Queste due esperienze sono state per noi un banco di prova importante per mettere a fuoco una serie di tematiche che noi riteniamo essenziali.
CAMPUS TESISQUARE
Partiamo da quest’ultima esperienza, quella di Tesisquare. Il progetto si è sviluppato nel tempo andando ad organizzare un vero e proprio Campus tecnologico che vede attorno alla sede dell’azienda lo sviluppo di un ciclo di funzioni complementari.
Queste fanno sì che il luogo di lavoro non sia soltanto un momento di produzione ma che coinvolga una comunità vera e propria, aspetto estremamente importante – sia per noi che per il cliente. Oltre a queste attività sì è poi allargato il profilo del progetto con quello che è stato definito il DIG 421 ovverosia un luogo in grado di coinvolgere l’intelligenza del territorio, sia in termini di ideatività ma anche in termini di produttività. Si tratta quindi di uno spazio dove far germogliare idee, e soprattutto per far sì che queste idee possano concretizzarsi.
Questo esprime qualcosa di particolarmente interessante —che poi è alla base dell’Open Innovation— perché l’azienda smettere di essere qualcosa di autoriferito, qualcosa che occupa e consuma un territorio in termini di edificazione e di risorse.
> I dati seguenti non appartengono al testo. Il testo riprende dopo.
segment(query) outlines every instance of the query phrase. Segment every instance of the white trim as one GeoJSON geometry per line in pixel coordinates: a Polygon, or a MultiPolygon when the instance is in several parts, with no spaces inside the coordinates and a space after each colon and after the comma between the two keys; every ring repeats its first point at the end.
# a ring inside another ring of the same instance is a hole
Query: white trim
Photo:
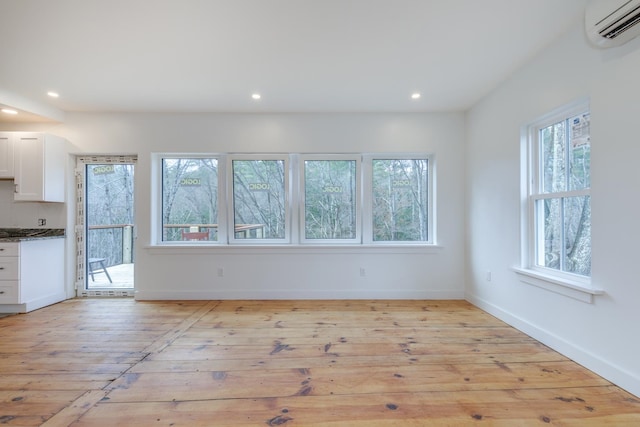
{"type": "Polygon", "coordinates": [[[586,303],[593,303],[593,297],[603,295],[602,289],[588,287],[586,282],[579,279],[571,280],[561,278],[558,275],[545,274],[537,270],[520,267],[513,267],[522,283],[546,289],[557,294],[561,294],[586,303]]]}
{"type": "Polygon", "coordinates": [[[538,200],[566,199],[569,197],[581,197],[581,196],[589,196],[589,195],[591,195],[591,192],[589,190],[574,190],[574,191],[557,191],[555,193],[532,194],[531,198],[535,203],[538,200]]]}
{"type": "Polygon", "coordinates": [[[434,205],[434,170],[435,156],[427,153],[375,153],[364,154],[363,162],[363,243],[370,245],[393,245],[399,244],[397,241],[375,241],[373,240],[373,161],[374,160],[426,160],[427,161],[427,240],[401,241],[403,245],[429,245],[436,242],[435,238],[435,213],[434,205]]]}
{"type": "MultiPolygon", "coordinates": [[[[225,224],[226,221],[226,209],[221,206],[226,206],[226,186],[223,185],[226,173],[226,159],[225,156],[219,153],[151,153],[151,241],[157,245],[171,244],[171,242],[165,242],[164,236],[164,221],[163,221],[163,162],[164,159],[205,159],[215,160],[217,162],[217,181],[218,181],[218,224],[225,224]]],[[[218,240],[217,244],[227,244],[227,229],[225,227],[218,226],[217,230],[218,240]]]]}
{"type": "Polygon", "coordinates": [[[92,297],[132,297],[135,295],[133,289],[101,289],[101,290],[86,290],[78,293],[78,298],[92,298],[92,297]]]}
{"type": "Polygon", "coordinates": [[[299,156],[299,188],[298,193],[299,201],[299,224],[300,224],[300,243],[308,245],[340,245],[340,244],[358,244],[362,242],[362,155],[353,154],[304,154],[299,156]],[[350,239],[308,239],[305,235],[306,228],[306,180],[305,180],[305,162],[306,161],[342,161],[342,162],[355,162],[355,237],[350,239]]]}
{"type": "Polygon", "coordinates": [[[46,295],[20,304],[2,304],[0,305],[0,313],[28,313],[66,299],[66,292],[57,292],[55,294],[46,295]]]}
{"type": "Polygon", "coordinates": [[[572,359],[585,368],[601,375],[617,386],[640,397],[640,377],[632,372],[610,363],[597,354],[582,348],[573,342],[556,335],[552,331],[543,329],[528,320],[489,303],[475,295],[466,294],[465,299],[476,307],[506,322],[510,326],[524,332],[533,339],[551,347],[558,353],[572,359]]]}
{"type": "MultiPolygon", "coordinates": [[[[561,191],[555,193],[544,193],[540,188],[540,129],[551,126],[561,121],[566,121],[571,117],[575,117],[576,115],[584,113],[585,111],[590,111],[589,100],[580,99],[569,104],[568,106],[556,108],[550,113],[545,114],[544,116],[521,128],[521,267],[518,270],[520,272],[523,272],[523,276],[521,276],[523,278],[521,280],[524,283],[548,289],[576,299],[586,299],[587,301],[585,302],[591,302],[591,297],[593,294],[589,294],[588,292],[581,293],[581,289],[591,289],[589,285],[589,277],[584,277],[584,281],[582,281],[581,279],[571,279],[571,275],[568,275],[567,272],[560,270],[556,271],[551,269],[544,269],[544,272],[538,271],[539,268],[543,268],[539,266],[537,262],[541,257],[543,257],[544,254],[540,251],[544,251],[544,248],[541,248],[537,245],[537,242],[541,240],[537,234],[542,233],[543,230],[537,227],[537,215],[535,212],[537,204],[536,202],[538,200],[555,198],[564,200],[565,198],[569,197],[590,196],[589,188],[561,191]],[[575,287],[573,287],[574,284],[576,284],[575,287]]],[[[538,208],[540,209],[540,207],[538,208]]]]}
{"type": "MultiPolygon", "coordinates": [[[[135,199],[136,199],[136,177],[135,169],[138,164],[138,156],[136,154],[83,154],[76,156],[75,159],[75,241],[76,241],[76,268],[75,268],[75,281],[74,292],[76,297],[86,296],[83,295],[87,292],[99,292],[97,288],[91,290],[88,289],[87,274],[86,274],[86,258],[87,258],[87,238],[86,238],[86,183],[87,183],[87,166],[95,164],[115,164],[115,165],[133,165],[133,203],[134,203],[134,221],[135,221],[135,199]]],[[[152,183],[153,185],[153,183],[152,183]]],[[[153,196],[152,196],[153,197],[153,196]]],[[[134,224],[133,238],[136,239],[137,227],[134,224]]],[[[135,243],[134,248],[135,250],[135,243]]],[[[133,292],[132,288],[127,288],[133,292]]]]}
{"type": "MultiPolygon", "coordinates": [[[[288,244],[291,242],[291,175],[290,175],[290,155],[287,154],[229,154],[227,155],[227,170],[229,173],[225,175],[226,188],[228,192],[228,199],[224,203],[227,205],[227,218],[226,231],[227,240],[232,245],[255,245],[258,244],[288,244]],[[234,161],[282,161],[283,162],[283,195],[284,195],[284,237],[281,239],[237,239],[235,234],[235,194],[234,194],[234,182],[235,175],[233,172],[234,161]]],[[[221,181],[218,180],[218,183],[221,181]]],[[[219,205],[224,206],[224,205],[219,205]]],[[[218,209],[219,211],[220,209],[218,209]]],[[[220,223],[221,224],[221,223],[220,223]]],[[[220,228],[220,227],[218,227],[220,228]]],[[[222,243],[222,240],[220,240],[222,243]]]]}
{"type": "Polygon", "coordinates": [[[290,255],[290,254],[439,254],[444,250],[437,245],[150,245],[144,250],[151,255],[290,255]]]}
{"type": "MultiPolygon", "coordinates": [[[[362,247],[375,245],[380,247],[434,247],[436,239],[436,163],[435,156],[428,153],[151,153],[151,218],[150,218],[150,246],[151,247],[277,247],[298,245],[337,247],[362,247]],[[218,240],[207,242],[163,241],[162,224],[162,160],[205,158],[218,160],[218,240]],[[233,174],[234,160],[283,160],[285,162],[285,238],[283,239],[236,239],[233,230],[233,174]],[[356,238],[354,239],[305,239],[304,238],[304,160],[354,160],[356,161],[356,238]],[[427,241],[372,241],[371,213],[367,212],[371,206],[371,167],[368,163],[372,159],[424,159],[428,161],[428,206],[427,206],[427,241]],[[226,206],[225,208],[222,208],[226,206]]],[[[180,249],[182,250],[182,249],[180,249]]]]}
{"type": "Polygon", "coordinates": [[[374,300],[461,300],[464,292],[451,290],[432,291],[136,291],[137,301],[153,300],[328,300],[328,299],[374,299],[374,300]]]}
Al contrario qui l’azienda si apre alla comunità e quindi diventa un elemento che fa crescere l’intero territorio da cui in qualche modo dipende. E questo è qualcosa di estremamente importante.
Così il nostro progetto per Tesisquare, per questo Campus tecnologico, ha cercato di esprimere questa visione diversa e innovativa; il nostro progetto voleva essere qualcosa innanzitutto in grado di tradurre in termini di architettura —e quindi anche in termini di qualità e di linguaggio— cosa vuol dire oggi realizzare una sede di un’azienda che lavora sull’immateriale; ossia su piattaforme digitali.
La nuova sede della Tesisquare diventa quindi una sorta di infrastruttura fisica, anche e soprattutto attraverso la realizzazione delle sue facciate parametriche, i cui pannelli sembrano determinare una sorta di architettura dinamica e innovativa anche in grado di aumentare le performance energetiche dell’edificio.
Il DIG 421 nasce invece dall’espressione degli stessi pensieri ma in una maniera architettonicamente diversificata. L’idea era quella di costruire tante piccole unità che alternandosi tra pieni e vuoti, percorsi, scale va a costituire un vero e proprio borgo in cui anche fisicamente creare quella volontà di incontro, di costruzione di comunità.
E una comunità è la diversificazione dei tanti, in cui la diversità ne rimane espressione. Quindi il progetto architettonicamente si basa sulla volontà di creare una diversificazione, dove poter dire: Io lavoro in quel posto e quel posto è solo quello, ed è diverso da quello che sta accanto. In poche parole creo un legame empatico con il mio luogo di lavoro.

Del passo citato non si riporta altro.